Theatre Cryptic produces one production a year which tours Scotland before being available for touring oversees. In the past three years the company has toured to Italy, Mexico, Colombia, France and Venezuela. Findlay stressed the importance to a successful mission of a company's ability to get to grips with the language of trading goods and services. It is also necessary to understand your work in terms of it being a two-way endeavour and understanding how your export will contribute financially to the UK economy.

Another case example presented to the seminar came from Maggie Saxon, the managing director of West Yorkshire Playhouse. A couple of years ago a Japanese producer/director visited the Playhouse and saw in action its programmes of theatre work for young people and people with disabilities. Impressed by what she saw, the producer invited Saxon to a conference in Japan to speak about this work which was a new dimension in theatrical practice for the Japanese. Since then a relationship has developed whereby skills and knowledge will be exported overseas and contribute to the cultural development of another country as well as providing work for employees in the industry in the UK. Saxon stressed the importance of thinking globally through skills exporting and thinking locally in terms of the impact of this export on a country overseas and here at home. She also pointed out the added value of exporting skills rather than productions.

If you are a company interested in looking into the possibilities of exporting your work and skills, the British Council and Trade Partners UK are the best places to start finding information. Once you have highlighted a country and market to which you would like to export your work (your goods and services), you must research that market. The British Council has a number of ways of helping – from papers they already have on file, through to collating further information on potential markets and further collaboration with Trade Partners UK. The Cultural Industries Unit also has a website which is still being developed but definitely worth a visit:

The Chambers of Commerce in Coventry also runs an Export Market Research Scheme (EMRS) which provides a research service for companies who have the funds to buy in the expertise rather than doing the legwork themselves. For instance, the Royal Shakespeare Company commissioned an EMRS to ensure the development potential of their North American market was met.

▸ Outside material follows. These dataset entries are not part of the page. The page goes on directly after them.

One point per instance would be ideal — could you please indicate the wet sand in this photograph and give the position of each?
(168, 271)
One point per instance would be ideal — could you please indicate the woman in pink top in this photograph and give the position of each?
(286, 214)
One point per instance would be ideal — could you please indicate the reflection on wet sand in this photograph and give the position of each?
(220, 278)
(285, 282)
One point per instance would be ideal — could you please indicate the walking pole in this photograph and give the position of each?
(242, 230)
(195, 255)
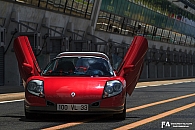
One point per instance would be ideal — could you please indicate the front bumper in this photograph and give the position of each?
(91, 110)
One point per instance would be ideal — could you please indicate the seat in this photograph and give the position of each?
(66, 66)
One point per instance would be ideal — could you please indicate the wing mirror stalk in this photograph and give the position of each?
(27, 68)
(129, 68)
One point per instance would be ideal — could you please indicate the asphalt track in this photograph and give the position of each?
(152, 106)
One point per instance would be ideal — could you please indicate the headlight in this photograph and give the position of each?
(112, 88)
(36, 87)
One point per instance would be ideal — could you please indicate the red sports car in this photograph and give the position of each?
(79, 82)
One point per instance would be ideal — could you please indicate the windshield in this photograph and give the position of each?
(78, 66)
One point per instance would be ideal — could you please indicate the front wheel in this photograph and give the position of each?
(30, 115)
(121, 116)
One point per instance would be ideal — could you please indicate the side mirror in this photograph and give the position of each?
(129, 68)
(27, 68)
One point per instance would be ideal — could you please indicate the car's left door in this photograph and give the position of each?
(132, 64)
(27, 63)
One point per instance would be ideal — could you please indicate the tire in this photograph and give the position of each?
(30, 115)
(121, 116)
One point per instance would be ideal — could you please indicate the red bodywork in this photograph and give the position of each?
(88, 89)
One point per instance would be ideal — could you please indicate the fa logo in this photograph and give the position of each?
(165, 124)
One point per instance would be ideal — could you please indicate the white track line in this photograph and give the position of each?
(11, 101)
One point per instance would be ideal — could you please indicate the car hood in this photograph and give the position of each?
(74, 89)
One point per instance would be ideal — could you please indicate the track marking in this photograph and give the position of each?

The RSC is in a different league to small-scale companies but still an EMRS is an option for any company embarking on this work.

The British Council is not a funding body and the funding resources within the Cultural Industries Unit are limited to what Trade Partners UK provide towards the Trade Missions. Part of the Council's agenda is to access further funding for export opportunities. It is good also to note that funding is now being redistributed from London out to Regional Development Agencies.

Because the funding and staffing pot is limited, the Council has to be strategic and this means that it also has its own priority markets. These are countries in which a sustainable relationship with the UK is trying to be established – such as Russia, China and India. That said, different departments within the Council vie for priority space and therefore North America becomes a priority purely on the basis that UK performing arts have such a strong influence over there.

Whatever your product, whatever your market, there are now opportunities for theatre companies and venues to get a foot in the door of what was traditionally only for commercial industries. The fact that the performing arts are being included in the UK's export policy is a major plus for the creative industry as a whole. As long as you understand how to play the possibilities to advantage, and start to think in different ways regarding your creative product and where it can go, there is a whole world out there waiting to be discovered.